The National Committee for the Prevention of and Crackdown on Natural Resource Crimes said that burning vehicles used to transport timbers seized by the authorities is in line with the laws, as they endanger the country’s forests.

The committee made the clarification in a December 31 press release, after Royal Academy of Cambodia (RAC) president Sok Touch posted a video on social media showing burning vehicles with critical comments.

Touch said that destroying the timber or the vehicles was a waste of resources because they are inanimate objects and neither good nor bad in and of themselves. He said it is the people who committed these crimes that should be arrested and jailed.

The post drew support among some users who criticised the committee over the practice.

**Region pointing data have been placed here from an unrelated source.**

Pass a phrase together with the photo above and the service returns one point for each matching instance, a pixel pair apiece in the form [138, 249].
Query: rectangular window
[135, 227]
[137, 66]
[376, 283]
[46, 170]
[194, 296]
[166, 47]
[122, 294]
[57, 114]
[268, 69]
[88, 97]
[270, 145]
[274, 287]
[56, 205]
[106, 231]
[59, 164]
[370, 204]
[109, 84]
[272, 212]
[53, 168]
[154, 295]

The committee said it had tracked 76 comments by social media users and referred to them as being “exaggerated”.

The comments, it said, were incitement, unprofessional and immoral because they failed to weigh the facts and that the critics did not understand the laws.

The committee said the vehicles were burned to deter forestry crimes and to preserve forests because they had caused danger to people or property, noting that they are illegal possessions and could not be returned to the owners, sold or used by the government.

“We had seized the objects as state property and have to destroy them. We have so far destroyed them according to the law. The homemade vehicles are illegal and violate the road traffic laws. These vehicles were not means that could be used for the good of society,” it said.

The committee said it had performed its tasks to combat and crack down on natural resource crimes since 2016 according to the forestry law, the protected area laws, the Criminal Code and relevant legal standards.

December 26, the committee held an annual meeting to review the progress of its work and set future directions in order to make a report to Prime Minister Hun Sen.

The meeting attendees concluded that natural resource crimes had persisted in the country, but they had now changed from large-scale crimes previously to small ones carried out by people trying to support traditional family livelihoods.

The committee set new goals for ministries, institutions and other authorities to continue to strengthen and combat logging and inspect timber being stored or sold at depots or moved through timber-processing facilities to discover any businesses or enterprises that may be purchasing illegal timber.